North Korea has issued orders severely restricting the use of portable computer devices and memory chips in government and other offices following the recent thefts of laptop computers holding sensitive information, North Korean sources say.

The directive, which includes a ban on the use of old laptop computers, was issued in September, a source in Chagang province, bordering China, told RFA’s Korean Service this week.

“It was delivered to all town offices and post offices, train stations, and offices of the military, the ruling party, and judicial authorities in Chagang,” RFA’s source said, speaking on condition of anonymity.

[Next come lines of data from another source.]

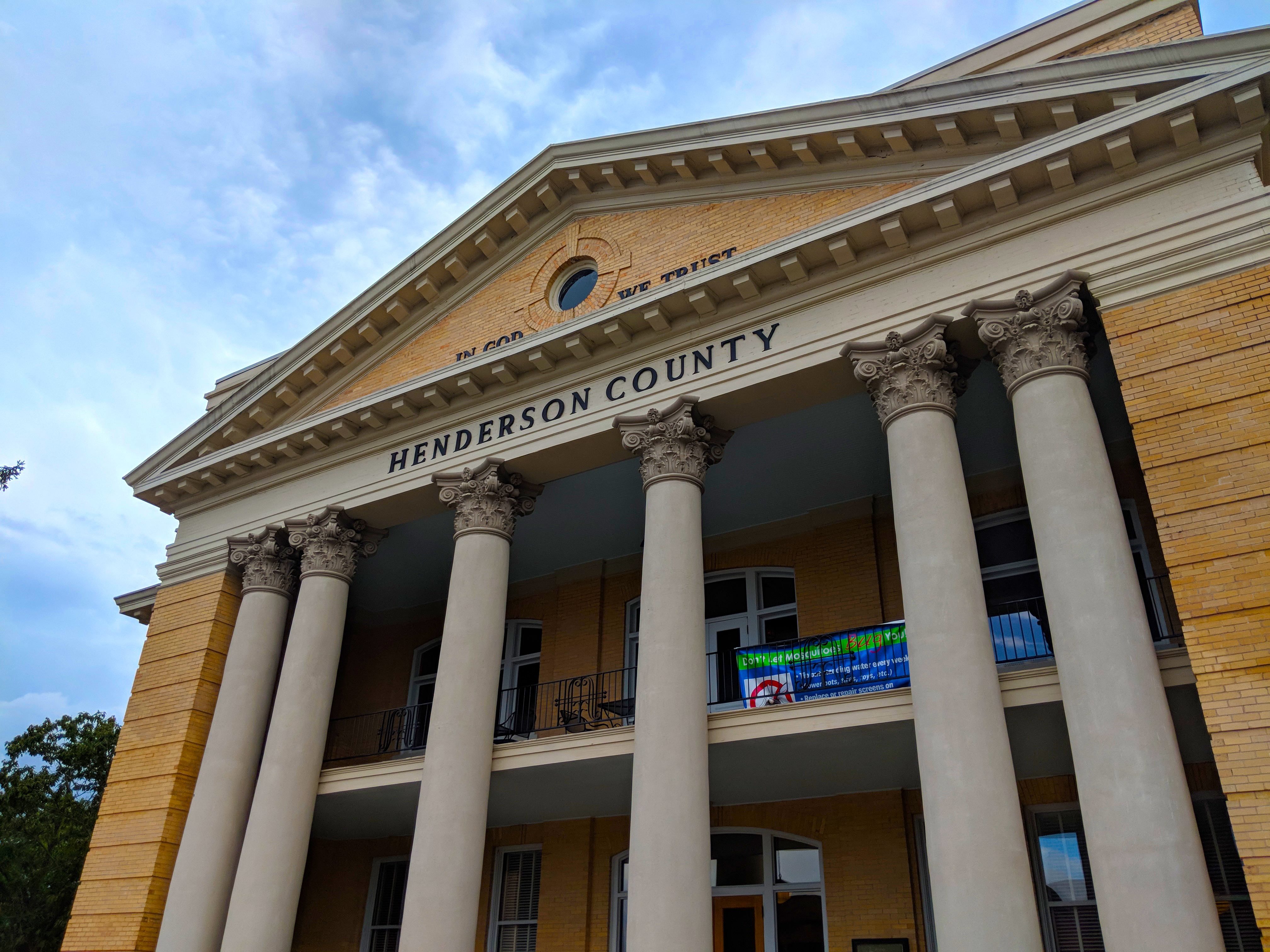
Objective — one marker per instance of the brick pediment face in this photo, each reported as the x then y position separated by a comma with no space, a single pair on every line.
629,249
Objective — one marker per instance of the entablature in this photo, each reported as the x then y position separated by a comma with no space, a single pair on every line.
929,220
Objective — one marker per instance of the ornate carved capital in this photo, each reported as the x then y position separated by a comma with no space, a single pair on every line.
487,499
331,542
676,444
914,371
1047,332
266,560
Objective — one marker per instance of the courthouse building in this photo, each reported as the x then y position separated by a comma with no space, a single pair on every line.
911,449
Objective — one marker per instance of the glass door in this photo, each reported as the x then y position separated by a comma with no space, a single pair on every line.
723,638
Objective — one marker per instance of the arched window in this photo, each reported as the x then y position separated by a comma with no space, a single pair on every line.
766,885
743,607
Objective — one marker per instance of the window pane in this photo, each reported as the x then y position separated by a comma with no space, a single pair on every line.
1004,544
1065,860
778,591
520,894
798,923
1013,588
1078,930
531,642
518,938
726,597
528,675
797,862
389,893
428,662
738,930
737,860
784,629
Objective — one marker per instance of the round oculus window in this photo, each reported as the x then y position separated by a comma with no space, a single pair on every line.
576,287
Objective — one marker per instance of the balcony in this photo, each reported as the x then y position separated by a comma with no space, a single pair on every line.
856,662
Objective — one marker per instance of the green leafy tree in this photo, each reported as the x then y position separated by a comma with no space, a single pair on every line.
11,473
51,785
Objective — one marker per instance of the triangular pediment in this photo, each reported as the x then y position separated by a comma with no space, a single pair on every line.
673,209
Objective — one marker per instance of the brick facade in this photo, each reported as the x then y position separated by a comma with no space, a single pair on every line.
1192,366
125,883
1180,23
684,234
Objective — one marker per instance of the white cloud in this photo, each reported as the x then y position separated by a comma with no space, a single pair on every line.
186,188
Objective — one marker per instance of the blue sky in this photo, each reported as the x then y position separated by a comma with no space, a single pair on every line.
190,187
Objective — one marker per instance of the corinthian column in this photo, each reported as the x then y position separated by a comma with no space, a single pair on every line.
443,897
981,880
670,846
262,913
204,876
1145,852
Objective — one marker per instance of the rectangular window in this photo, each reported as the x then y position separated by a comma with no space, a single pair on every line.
515,927
383,926
1066,884
1226,873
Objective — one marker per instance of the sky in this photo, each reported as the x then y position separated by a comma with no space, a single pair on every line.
187,188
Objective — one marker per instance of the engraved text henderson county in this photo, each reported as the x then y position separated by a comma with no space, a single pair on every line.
619,388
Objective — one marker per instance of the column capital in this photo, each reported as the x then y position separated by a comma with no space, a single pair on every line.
267,563
676,444
918,370
488,498
331,542
1038,333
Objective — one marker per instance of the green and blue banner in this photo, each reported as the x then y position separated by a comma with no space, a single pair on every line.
856,662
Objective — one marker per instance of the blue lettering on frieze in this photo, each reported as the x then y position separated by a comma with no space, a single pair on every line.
643,380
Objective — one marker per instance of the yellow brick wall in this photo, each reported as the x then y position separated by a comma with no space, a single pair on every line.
657,241
1193,370
125,883
1180,23
865,851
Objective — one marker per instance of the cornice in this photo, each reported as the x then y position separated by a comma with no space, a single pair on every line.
1027,91
714,292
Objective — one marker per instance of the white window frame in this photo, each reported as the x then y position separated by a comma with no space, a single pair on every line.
512,662
755,616
768,889
370,895
497,890
412,696
1039,869
1137,545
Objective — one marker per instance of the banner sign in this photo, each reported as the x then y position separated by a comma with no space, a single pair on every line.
856,662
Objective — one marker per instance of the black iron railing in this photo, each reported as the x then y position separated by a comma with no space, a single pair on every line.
568,706
823,667
1020,630
397,732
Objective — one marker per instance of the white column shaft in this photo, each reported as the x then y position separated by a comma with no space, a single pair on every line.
670,903
443,900
1145,852
981,880
204,876
262,915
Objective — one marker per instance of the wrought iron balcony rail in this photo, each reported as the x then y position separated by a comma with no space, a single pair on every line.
851,662
398,732
1020,630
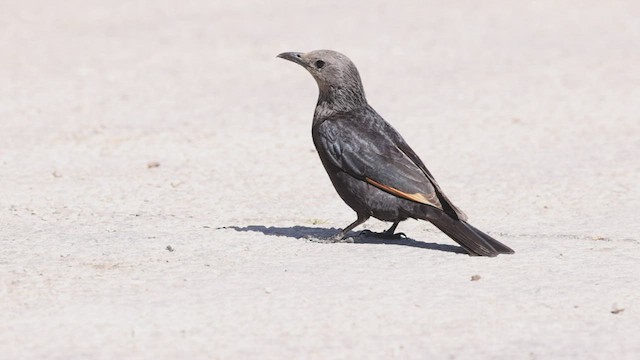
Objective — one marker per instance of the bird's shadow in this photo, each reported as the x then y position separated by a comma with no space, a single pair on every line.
310,233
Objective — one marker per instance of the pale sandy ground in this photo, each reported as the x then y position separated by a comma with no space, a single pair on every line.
528,114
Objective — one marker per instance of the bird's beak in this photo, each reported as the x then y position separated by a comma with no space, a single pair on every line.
294,57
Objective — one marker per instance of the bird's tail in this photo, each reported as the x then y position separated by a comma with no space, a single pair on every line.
471,239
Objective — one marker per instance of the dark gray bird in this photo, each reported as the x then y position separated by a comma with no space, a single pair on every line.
371,166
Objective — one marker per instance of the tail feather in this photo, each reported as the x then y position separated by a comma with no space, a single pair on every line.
474,241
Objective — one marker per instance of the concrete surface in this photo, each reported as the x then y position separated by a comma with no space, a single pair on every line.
158,180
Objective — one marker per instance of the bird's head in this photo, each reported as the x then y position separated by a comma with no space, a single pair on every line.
337,77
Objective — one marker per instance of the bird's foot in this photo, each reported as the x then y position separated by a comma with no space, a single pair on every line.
383,235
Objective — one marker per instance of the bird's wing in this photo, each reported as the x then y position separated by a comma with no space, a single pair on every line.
406,149
367,151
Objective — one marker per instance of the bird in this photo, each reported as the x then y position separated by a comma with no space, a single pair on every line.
371,166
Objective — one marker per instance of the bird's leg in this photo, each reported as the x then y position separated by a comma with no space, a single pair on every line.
389,233
342,234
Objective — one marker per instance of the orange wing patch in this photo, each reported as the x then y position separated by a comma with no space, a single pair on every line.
417,197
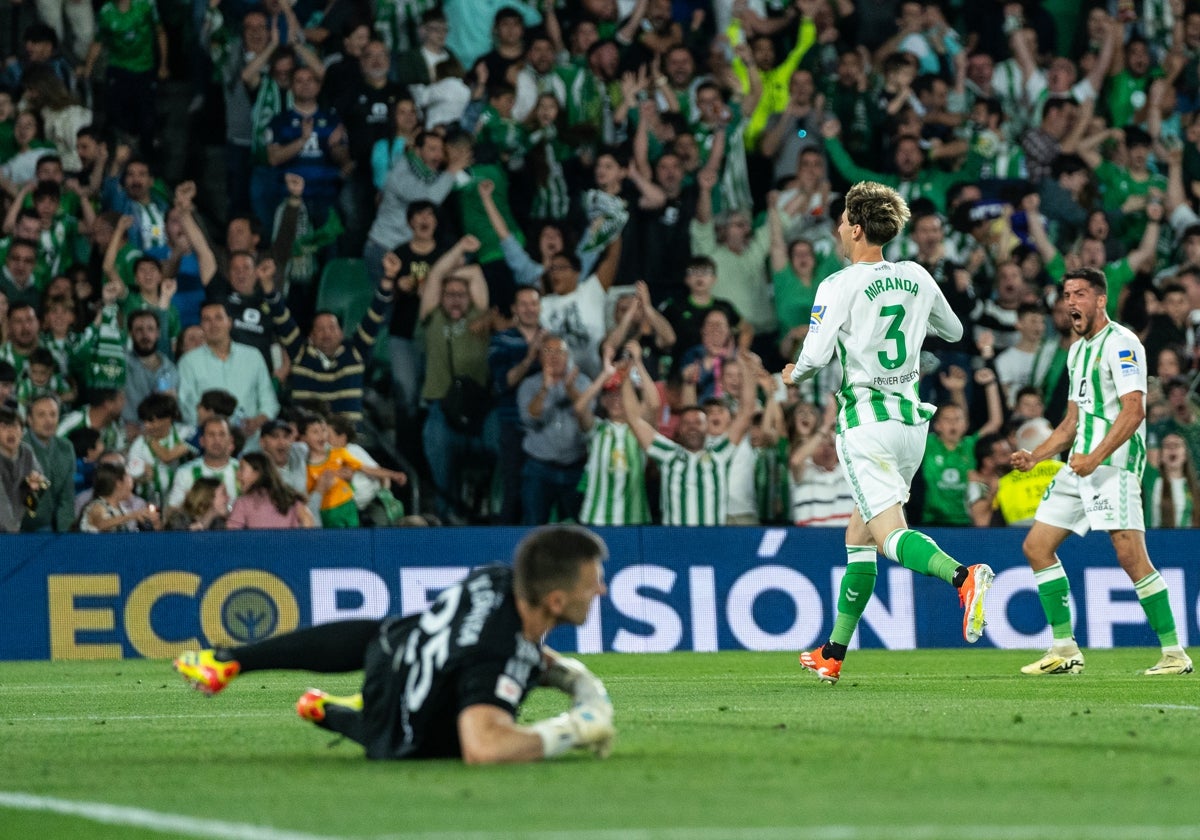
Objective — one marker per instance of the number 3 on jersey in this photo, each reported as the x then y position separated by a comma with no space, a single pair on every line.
897,313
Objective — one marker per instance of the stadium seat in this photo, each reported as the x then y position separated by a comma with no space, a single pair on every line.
345,291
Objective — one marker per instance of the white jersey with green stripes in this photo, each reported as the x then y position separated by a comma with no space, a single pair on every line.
615,478
1104,369
695,487
875,317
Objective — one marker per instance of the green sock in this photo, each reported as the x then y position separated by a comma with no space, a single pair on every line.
1054,592
857,586
1153,597
915,551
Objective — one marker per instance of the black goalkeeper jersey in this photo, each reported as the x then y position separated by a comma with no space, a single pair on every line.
421,671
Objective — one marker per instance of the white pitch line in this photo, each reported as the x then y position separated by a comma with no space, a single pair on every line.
216,829
100,715
154,821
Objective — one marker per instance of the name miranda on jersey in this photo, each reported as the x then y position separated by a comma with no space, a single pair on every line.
891,283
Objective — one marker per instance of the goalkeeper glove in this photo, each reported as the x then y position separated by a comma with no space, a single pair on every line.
586,725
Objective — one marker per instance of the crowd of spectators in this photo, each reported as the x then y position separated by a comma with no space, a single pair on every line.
589,234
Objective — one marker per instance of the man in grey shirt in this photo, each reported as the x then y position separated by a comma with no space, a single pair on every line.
555,443
148,370
19,472
417,175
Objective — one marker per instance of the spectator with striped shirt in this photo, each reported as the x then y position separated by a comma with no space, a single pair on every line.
615,477
328,366
695,471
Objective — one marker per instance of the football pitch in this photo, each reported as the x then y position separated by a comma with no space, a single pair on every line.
909,745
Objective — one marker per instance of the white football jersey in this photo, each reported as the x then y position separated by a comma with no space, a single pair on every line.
875,317
1104,369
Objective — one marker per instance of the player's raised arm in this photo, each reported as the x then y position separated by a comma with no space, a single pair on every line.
942,321
828,315
1059,441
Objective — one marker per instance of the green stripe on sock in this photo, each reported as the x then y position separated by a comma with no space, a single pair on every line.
1156,601
919,553
857,586
1054,592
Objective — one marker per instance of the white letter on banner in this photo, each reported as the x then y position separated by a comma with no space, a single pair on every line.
702,588
745,591
324,585
420,585
623,592
897,628
1103,611
1000,631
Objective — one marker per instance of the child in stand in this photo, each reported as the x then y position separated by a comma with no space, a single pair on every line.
40,378
329,472
88,447
342,436
161,448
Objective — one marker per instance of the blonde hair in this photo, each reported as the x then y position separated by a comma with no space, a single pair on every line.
880,210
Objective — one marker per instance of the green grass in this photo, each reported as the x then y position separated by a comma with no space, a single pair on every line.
910,744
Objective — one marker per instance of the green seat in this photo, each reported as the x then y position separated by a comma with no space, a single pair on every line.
346,291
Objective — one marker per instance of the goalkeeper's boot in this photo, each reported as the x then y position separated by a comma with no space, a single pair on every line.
1059,659
971,593
313,705
204,672
1170,664
827,669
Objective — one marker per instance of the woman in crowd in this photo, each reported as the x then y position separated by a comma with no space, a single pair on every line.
204,508
265,502
103,514
1171,493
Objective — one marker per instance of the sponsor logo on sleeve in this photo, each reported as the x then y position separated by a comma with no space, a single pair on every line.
508,689
1128,363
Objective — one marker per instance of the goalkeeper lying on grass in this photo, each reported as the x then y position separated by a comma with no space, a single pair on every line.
449,682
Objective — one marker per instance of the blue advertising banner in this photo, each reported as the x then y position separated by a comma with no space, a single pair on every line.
114,597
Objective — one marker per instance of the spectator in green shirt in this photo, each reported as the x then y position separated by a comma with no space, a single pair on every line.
130,33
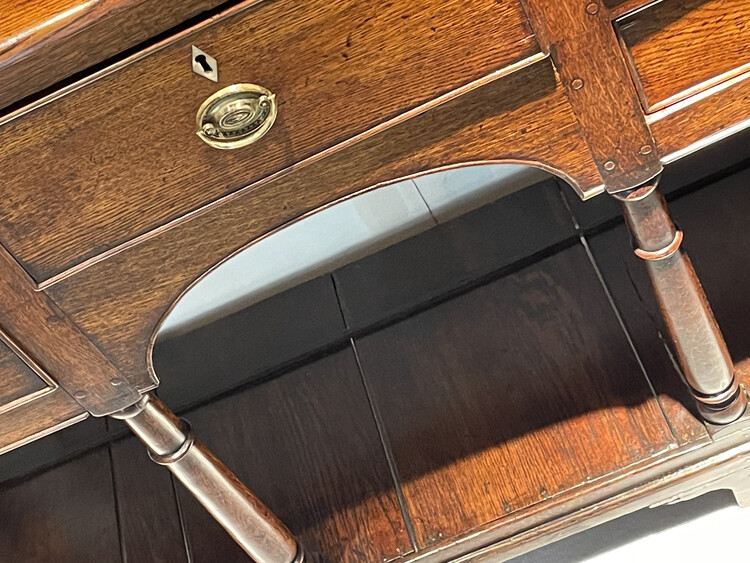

“This was a security measure taken to protect the state’s confidential information, since laptop computers and other portable devices are frequently being stolen,” the source said, without describing the kinds of restrictions currently in place.

A laptop computer in the chief clerk’s office in nearby South Pyongan province had been stolen in June, and “measures were finally taken because of this incident,” he said.

Laptops had earlier been stolen from Yanggang province’s statistics bureau in March 2014 and from Chagang’s city planning office in April 2015, the source said.

“And in June 2016, three Hitachi laptop computers were reportedly stolen from Military Police Office No. 3 in Sinuiju city,” across the river from China.

Many thefts go unreported

Though state investigators tried to track the missing computers, they could not get them back, the source said, adding, “Many more computers are probably missing but are not being reported, because their owners are worried they’ll be punished.”

Also speaking to RFA, a source in Yanggang province said that a separate order issued in June had authorized random searches by police of portable computer devices, including laptops and tablets, carried by citizens on the streets.

“In the past, the judicial authorities had only stopped people to inspect personal mobile devices and portable storage devices,” the source said, also speaking on condition he not be named.

“City and provincial security agents had inspected tablets, laptops, and desktop computers by visiting people in their homes,” he said.

Following the order issued in June, security agents are not allowed to carry out searches unless they are in uniform, though, the source said.

“This is because thieves will often disguise themselves as security agents to conduct fake ‘searches’ in order to steal laptops and tablets,” he said.

Reported by Sunghui Moon for RFA’s Korean Service.  Translated by Leejin Jun. Written in English by Richard Finney.